Montano’s husband, Clarence Montano, has been fully retired for three years and the two are ready to spend more time on their projects and shared interests. They are both healthy and want to enjoy that time fully, as it could change at any moment, she said.

The Hub was one of 11 communities nationwide to be awarded a grant through Dementia Friendly Wyoming in 2016, largely because of Montano’s work in the Sheridan community, executive director Carmen Rideout said.

Montano said her husband fully retired the year they were awarded the grant, but she wasn’t ready to stop working quite yet.

“I asked him to give me three years to put my heart and soul into a program that I fully believed in,” Montano said.

Now that the grant has ended and different programs at The Hub are moving forward, Montano is ready to move forward with other projects in her own life.
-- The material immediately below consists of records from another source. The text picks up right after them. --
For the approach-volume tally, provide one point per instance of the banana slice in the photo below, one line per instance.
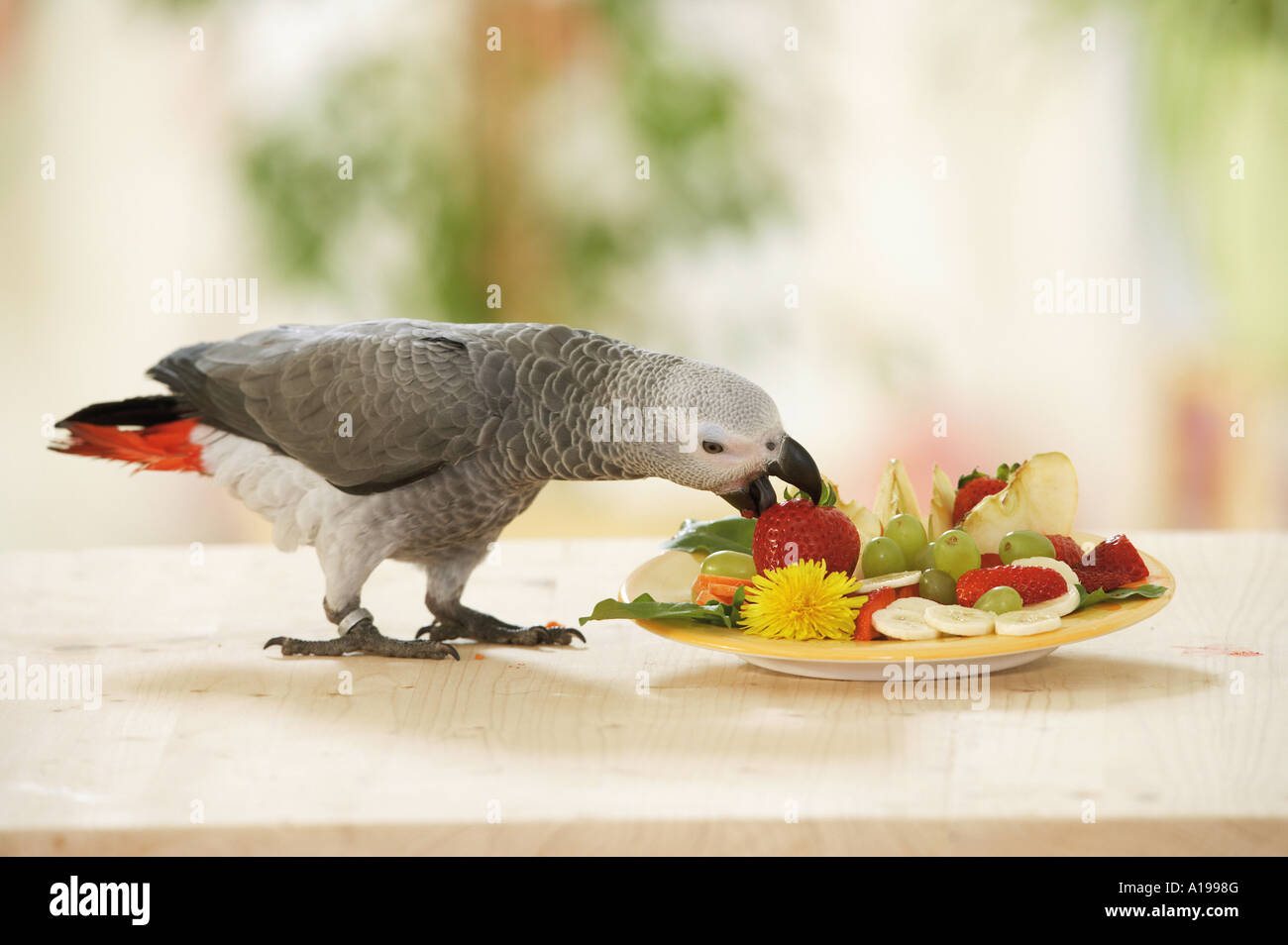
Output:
(902, 625)
(1057, 606)
(914, 605)
(958, 621)
(1024, 622)
(902, 578)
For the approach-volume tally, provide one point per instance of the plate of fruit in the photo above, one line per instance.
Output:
(995, 576)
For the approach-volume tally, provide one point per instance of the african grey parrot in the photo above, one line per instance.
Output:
(420, 442)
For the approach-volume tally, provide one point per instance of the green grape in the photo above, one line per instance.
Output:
(1024, 544)
(1000, 600)
(956, 553)
(907, 533)
(923, 559)
(881, 557)
(936, 586)
(729, 564)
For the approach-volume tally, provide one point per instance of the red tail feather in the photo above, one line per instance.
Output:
(161, 447)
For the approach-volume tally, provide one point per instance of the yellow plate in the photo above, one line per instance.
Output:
(670, 577)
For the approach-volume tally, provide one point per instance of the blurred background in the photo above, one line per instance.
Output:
(851, 204)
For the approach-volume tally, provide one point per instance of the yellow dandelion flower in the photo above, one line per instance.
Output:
(802, 601)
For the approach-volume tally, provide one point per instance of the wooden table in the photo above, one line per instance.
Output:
(207, 744)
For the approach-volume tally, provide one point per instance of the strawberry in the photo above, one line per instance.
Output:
(1033, 583)
(1113, 563)
(883, 597)
(1067, 550)
(1096, 576)
(1120, 554)
(799, 531)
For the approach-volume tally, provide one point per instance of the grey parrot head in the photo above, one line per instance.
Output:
(729, 437)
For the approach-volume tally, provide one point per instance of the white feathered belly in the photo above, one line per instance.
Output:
(455, 507)
(286, 492)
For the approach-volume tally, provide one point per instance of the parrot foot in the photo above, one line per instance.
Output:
(364, 638)
(493, 631)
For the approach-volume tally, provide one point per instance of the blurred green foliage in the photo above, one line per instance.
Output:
(1215, 85)
(452, 178)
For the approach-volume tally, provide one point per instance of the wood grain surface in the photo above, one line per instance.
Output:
(1157, 739)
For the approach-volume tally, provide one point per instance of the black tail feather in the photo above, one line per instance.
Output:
(138, 411)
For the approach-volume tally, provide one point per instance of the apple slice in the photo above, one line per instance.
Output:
(941, 497)
(896, 494)
(1042, 494)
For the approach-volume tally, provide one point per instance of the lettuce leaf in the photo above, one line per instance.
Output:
(1091, 597)
(719, 535)
(644, 608)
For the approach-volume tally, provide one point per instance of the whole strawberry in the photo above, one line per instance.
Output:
(1034, 584)
(800, 531)
(975, 485)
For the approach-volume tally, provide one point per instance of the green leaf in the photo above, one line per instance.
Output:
(739, 597)
(719, 535)
(1093, 597)
(644, 608)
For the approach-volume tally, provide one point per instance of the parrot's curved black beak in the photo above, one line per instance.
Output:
(798, 468)
(794, 467)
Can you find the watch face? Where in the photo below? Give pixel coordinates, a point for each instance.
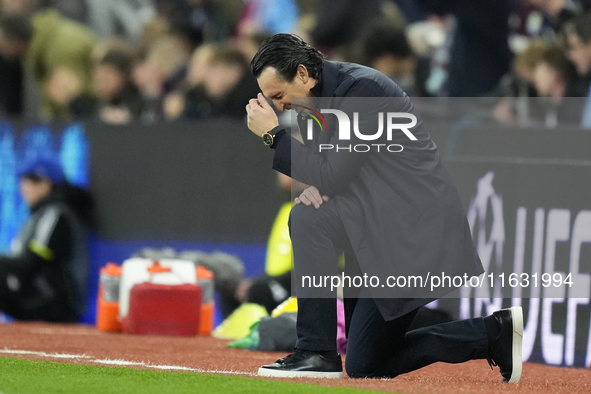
(267, 139)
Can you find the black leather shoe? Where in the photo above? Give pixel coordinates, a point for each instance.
(304, 364)
(505, 350)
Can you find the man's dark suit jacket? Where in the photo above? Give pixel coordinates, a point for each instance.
(402, 213)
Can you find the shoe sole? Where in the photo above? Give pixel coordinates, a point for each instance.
(516, 353)
(273, 373)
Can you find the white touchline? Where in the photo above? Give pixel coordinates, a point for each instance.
(43, 354)
(124, 363)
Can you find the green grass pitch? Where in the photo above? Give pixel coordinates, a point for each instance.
(46, 377)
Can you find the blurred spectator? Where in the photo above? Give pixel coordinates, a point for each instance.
(249, 44)
(162, 72)
(554, 75)
(123, 18)
(55, 51)
(558, 11)
(339, 23)
(118, 100)
(219, 83)
(385, 48)
(44, 278)
(578, 38)
(201, 20)
(268, 16)
(519, 82)
(479, 54)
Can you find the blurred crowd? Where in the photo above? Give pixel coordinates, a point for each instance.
(153, 60)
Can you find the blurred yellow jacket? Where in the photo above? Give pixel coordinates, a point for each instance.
(59, 43)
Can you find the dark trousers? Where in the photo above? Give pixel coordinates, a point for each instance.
(25, 303)
(375, 347)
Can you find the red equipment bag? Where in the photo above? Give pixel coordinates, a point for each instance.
(163, 309)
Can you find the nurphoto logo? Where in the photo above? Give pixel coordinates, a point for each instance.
(344, 130)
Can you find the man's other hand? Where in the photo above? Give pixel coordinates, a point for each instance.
(261, 117)
(311, 196)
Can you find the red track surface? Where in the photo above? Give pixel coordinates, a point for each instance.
(210, 354)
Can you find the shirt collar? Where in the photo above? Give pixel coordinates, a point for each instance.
(317, 89)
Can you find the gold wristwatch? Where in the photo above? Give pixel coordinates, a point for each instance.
(269, 137)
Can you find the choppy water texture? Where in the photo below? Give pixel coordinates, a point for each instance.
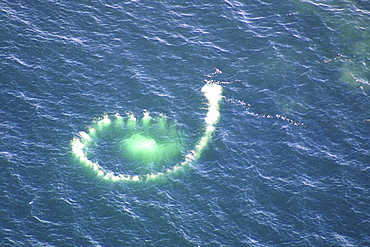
(288, 164)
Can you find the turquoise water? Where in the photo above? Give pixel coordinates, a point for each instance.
(288, 164)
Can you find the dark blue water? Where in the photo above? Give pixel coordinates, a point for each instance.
(288, 164)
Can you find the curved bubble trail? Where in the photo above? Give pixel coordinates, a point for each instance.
(150, 140)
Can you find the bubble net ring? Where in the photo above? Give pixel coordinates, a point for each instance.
(140, 145)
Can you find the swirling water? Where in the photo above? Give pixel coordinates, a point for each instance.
(289, 160)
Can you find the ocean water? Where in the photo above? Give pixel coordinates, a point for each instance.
(288, 163)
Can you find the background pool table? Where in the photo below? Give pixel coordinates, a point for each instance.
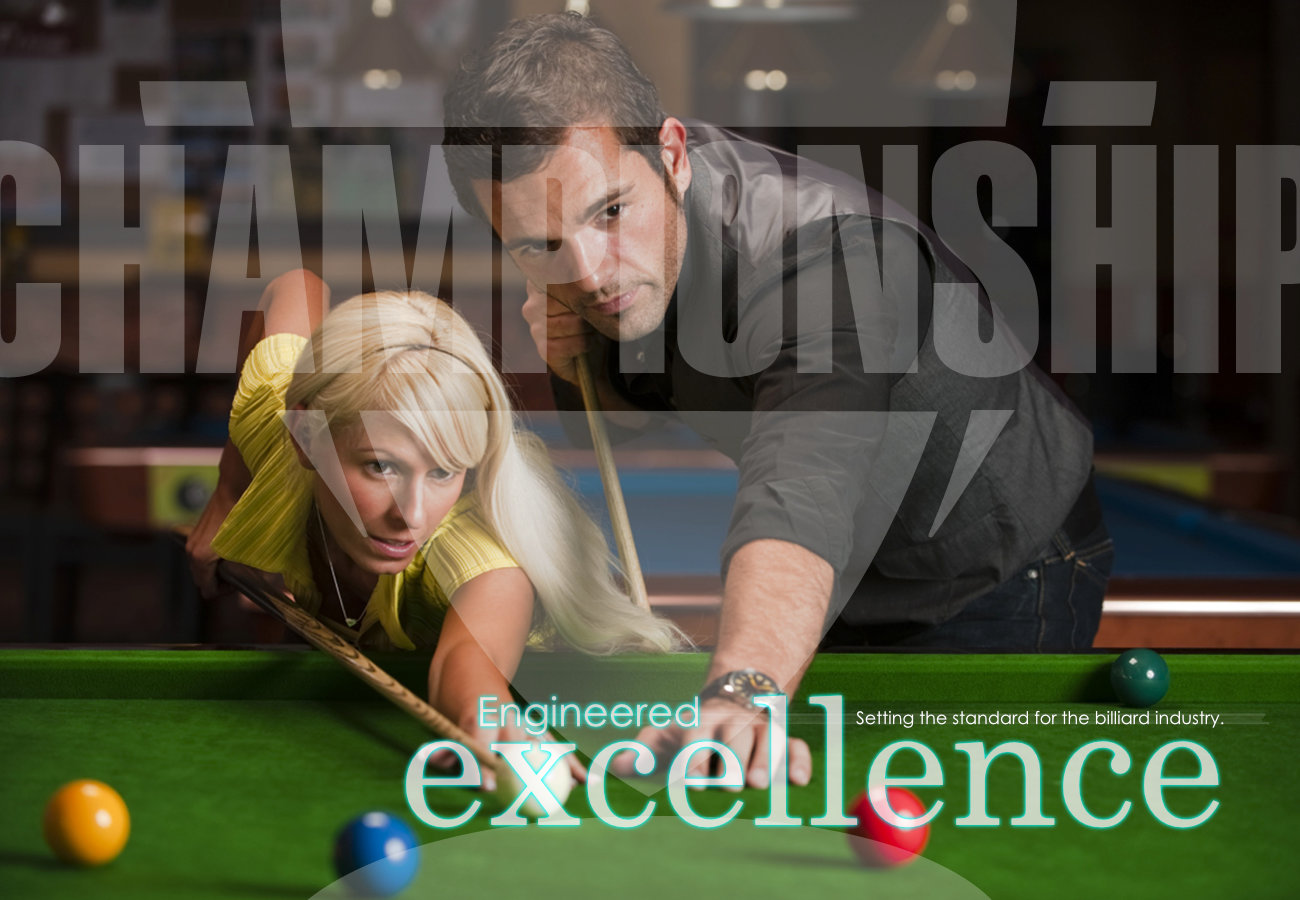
(238, 767)
(1187, 574)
She hopes to leave behind a passion for public service, a dedication to people and a memory in the minds of people who she touched through her work.

She is particularly proud of her role growing the Grandparents Raising Grandchildren program. Requirements were that a “grandparent” in the program be older than 55 years. Montano said she didn’t treat grandparents younger than 55 any differently and still found ways to support them.

“My legacy here is what I have given to this program,” she said. “I feel that I’m better for it and I think they’re better for it.”

Rideout said it’s bittersweet because Montano’s skills and experience were a perfect match for the role and her approach to the job will be hard to replace. But after a career dedicated to serving others, she hopes Montano enjoys time set aside for her own happiness.

“For everything that we did over those 13 years and then beyond that…whatever we do going forward, Stella has laid the groundwork for that,” Rideout said.

The Hub will continue working with and connecting to caregivers, but it will take several months to find the right person to fill the role, she said.

“It’s too important of a position, it requires some thoughtfulness,” Rideout said.

Montano said while some tasks didn’t seem to fit under her job description, it didn’t matter. Serving people in the moment was always her priority.